Glad to say that one of my cherry shrimp just had babies. Saw one tonight after looking all day for them...now I have about 5 others ready to have some eggs going on...:fun:


----------



## gil_ong (Apr 15, 2008)

awesome! i have about 6 of mine carrying eggs. but who knows when they'll actually hatch?

i also don't many will survive the cories and white clouds in my tank.


----------



## waynside (Aug 21, 2005)

nice nice...i was worried so i took all the fish out of the tank! good luck with yours!


----------



## Guest (Jun 29, 2008)

Nice.
Hah, I never see mine with eggs but its seems like the population doubles everytime I look at the tank. Practically every inch of the tank is covered in cherry shrimp.


----------



## gil_ong (Apr 15, 2008)

Scuba Kid said:


> Nice.
> Hah, I never see mine with eggs but its seems like the population doubles everytime I look at the tank. Practically every inch of the tank is covered in cherry shrimp.


let me know if/when you decide to get rid of some.


----------



## waynside (Aug 21, 2005)

ok...seeing more and more every day. and i have more pregnant cherries!


----------



## gil_ong (Apr 15, 2008)

i've got some babies. they're tiny. throw a sponge over your filter intake if you haven't already.

and i've also noticed some white specks. not sure if that's the larvae.


----------



## Guest (Jul 7, 2008)

gil_ong said:


> let me know if/when you decide to get rid of some.


Sorry, I like the over abundance of cherry shrimp in this tank. Plus the tank is technically my sister's. :razz:


----------



## Good Wolf (Mar 5, 2008)

gil_ong said:


> i've got some babies. they're tiny. throw a sponge over your filter intake if you haven't already.


What is the best way to do this? Do you just cut a hole in it the size of your intake and slap it on?


----------



## gil_ong (Apr 15, 2008)

Good Wolf said:


> What is the best way to do this?
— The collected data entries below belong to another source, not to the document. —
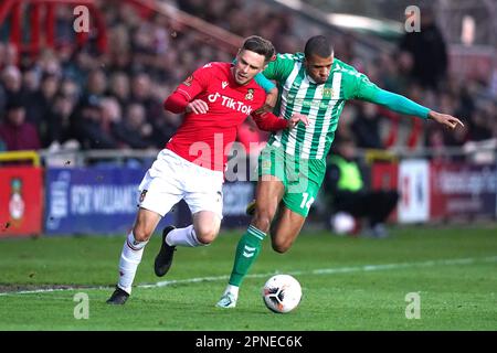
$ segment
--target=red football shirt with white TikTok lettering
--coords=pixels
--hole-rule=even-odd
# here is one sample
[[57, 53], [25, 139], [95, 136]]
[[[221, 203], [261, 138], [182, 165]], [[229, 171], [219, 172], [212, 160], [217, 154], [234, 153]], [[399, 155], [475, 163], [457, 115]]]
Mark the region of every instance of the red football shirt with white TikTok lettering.
[[166, 148], [188, 161], [216, 171], [225, 169], [236, 128], [264, 105], [266, 97], [254, 79], [239, 85], [231, 67], [230, 63], [209, 63], [197, 69], [170, 96], [182, 95], [184, 105], [202, 99], [209, 110], [207, 114], [187, 113]]

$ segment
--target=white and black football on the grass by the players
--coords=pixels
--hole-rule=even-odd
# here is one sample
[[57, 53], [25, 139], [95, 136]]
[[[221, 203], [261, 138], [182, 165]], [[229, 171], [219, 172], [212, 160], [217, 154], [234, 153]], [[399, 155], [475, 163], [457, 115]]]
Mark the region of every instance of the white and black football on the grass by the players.
[[264, 285], [262, 296], [264, 303], [271, 311], [277, 313], [290, 312], [300, 302], [300, 284], [289, 275], [275, 275]]

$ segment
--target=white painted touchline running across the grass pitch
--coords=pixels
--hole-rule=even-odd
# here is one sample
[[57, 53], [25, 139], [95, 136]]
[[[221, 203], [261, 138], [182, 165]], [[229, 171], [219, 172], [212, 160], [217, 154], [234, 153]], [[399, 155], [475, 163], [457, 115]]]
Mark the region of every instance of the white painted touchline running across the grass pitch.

Do you just cut a hole in it the size of your intake and slap it on?


yeah. prett much it. "dig" out a hole.


----------



## sneasle (Jun 25, 2008)

I'm going to second the above comment. If anyone decides to sell some of let me know. The shrimp I can get locally are just so .. boring


----------



## waynside (Aug 21, 2005)

counted 87 babies so far...and have another 8 or so berried in my cherry shrimp tank...
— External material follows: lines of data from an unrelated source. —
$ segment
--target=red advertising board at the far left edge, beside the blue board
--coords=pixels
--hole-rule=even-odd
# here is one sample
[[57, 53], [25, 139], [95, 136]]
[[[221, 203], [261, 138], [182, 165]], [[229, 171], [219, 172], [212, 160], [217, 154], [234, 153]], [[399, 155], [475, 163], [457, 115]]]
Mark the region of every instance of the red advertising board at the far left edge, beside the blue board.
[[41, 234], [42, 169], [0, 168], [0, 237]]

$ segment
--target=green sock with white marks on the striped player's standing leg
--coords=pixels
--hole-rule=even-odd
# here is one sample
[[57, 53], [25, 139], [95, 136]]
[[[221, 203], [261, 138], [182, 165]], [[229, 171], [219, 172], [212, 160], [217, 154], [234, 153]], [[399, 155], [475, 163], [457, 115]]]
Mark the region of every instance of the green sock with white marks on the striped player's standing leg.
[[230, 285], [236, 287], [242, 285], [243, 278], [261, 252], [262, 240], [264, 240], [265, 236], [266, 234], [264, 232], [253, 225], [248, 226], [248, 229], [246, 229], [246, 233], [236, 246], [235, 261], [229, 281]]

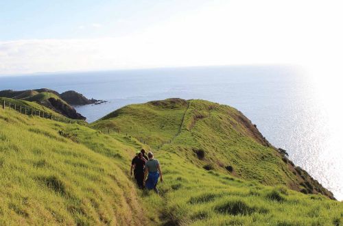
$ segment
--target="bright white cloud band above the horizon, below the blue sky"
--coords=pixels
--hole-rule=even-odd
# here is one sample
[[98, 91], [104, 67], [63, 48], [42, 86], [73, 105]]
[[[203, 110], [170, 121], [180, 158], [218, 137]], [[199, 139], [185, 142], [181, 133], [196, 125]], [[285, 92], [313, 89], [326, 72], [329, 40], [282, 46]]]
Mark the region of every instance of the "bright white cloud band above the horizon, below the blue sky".
[[[0, 74], [218, 64], [340, 67], [340, 2], [214, 1], [119, 38], [0, 42]], [[99, 28], [101, 24], [81, 25]]]

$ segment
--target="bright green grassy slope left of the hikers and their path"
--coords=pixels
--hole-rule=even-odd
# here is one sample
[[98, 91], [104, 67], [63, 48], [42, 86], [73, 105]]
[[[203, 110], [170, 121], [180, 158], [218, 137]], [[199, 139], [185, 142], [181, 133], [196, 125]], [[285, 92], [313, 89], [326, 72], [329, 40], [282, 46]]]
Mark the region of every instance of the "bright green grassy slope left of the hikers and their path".
[[0, 127], [0, 225], [147, 223], [128, 178], [134, 139], [2, 109]]

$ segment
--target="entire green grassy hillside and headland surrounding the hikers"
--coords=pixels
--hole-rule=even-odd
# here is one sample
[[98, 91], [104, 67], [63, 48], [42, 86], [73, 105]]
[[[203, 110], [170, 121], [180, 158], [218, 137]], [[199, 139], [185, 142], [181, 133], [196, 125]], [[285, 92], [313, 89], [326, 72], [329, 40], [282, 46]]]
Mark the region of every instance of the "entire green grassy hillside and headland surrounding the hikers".
[[[93, 128], [0, 109], [0, 127], [0, 225], [343, 222], [343, 203], [225, 105], [181, 99], [129, 105]], [[160, 196], [138, 190], [130, 178], [130, 159], [141, 147], [161, 162]]]

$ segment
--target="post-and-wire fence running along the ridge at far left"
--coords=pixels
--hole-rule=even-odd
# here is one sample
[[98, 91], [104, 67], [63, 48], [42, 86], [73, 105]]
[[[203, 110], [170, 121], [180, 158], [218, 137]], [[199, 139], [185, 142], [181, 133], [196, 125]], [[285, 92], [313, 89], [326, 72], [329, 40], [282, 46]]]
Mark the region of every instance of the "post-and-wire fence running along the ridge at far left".
[[43, 110], [37, 110], [36, 108], [28, 108], [27, 105], [17, 105], [16, 103], [11, 103], [10, 101], [5, 101], [5, 100], [2, 100], [1, 102], [2, 102], [1, 108], [3, 110], [6, 110], [6, 109], [14, 110], [16, 112], [19, 112], [21, 114], [25, 114], [28, 116], [38, 116], [40, 118], [47, 118], [47, 119], [62, 122], [62, 123], [75, 123], [75, 121], [71, 119], [55, 116], [51, 112], [49, 113]]

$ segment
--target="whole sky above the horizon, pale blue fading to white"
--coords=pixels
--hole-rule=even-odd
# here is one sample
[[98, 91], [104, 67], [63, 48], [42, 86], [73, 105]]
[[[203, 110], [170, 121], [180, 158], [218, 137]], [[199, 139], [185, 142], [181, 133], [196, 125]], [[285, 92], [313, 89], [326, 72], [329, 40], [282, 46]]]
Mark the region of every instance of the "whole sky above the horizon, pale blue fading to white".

i also have two yellow shrimp berried in their tank as well as two berried tiger shrimp in their tank! 

and...got my crystal red's coming in today!!!


----------



## justintrask (Jun 29, 2008)

hey scuba, i know you said they're not yours, but your not too far from me, so like everyone else said, if she's looking to part with even, even just like, 5, let me know. Only LFS around here that has them they are $4 each, and I dont have that kind of money for shrimp right now.


----------



## Guest (Jul 16, 2008)

Check out local fish club auctions, like Tropical Fish Society of RI. They have an auction coming up in September and there are usually cherry shrimp there. That's how I got my first 12 and it only ended up costing me about $20.


----------



## waynside (Aug 21, 2005)

well over 100 babies are in my cherry tank with many berried females...crazy stuff!


----------



## gil_ong (Apr 15, 2008)

waynside, what else do you have in that tank?


----------



## waynside (Aug 21, 2005)

I have 20 S+ grade Crystal Red Shrimp...


----------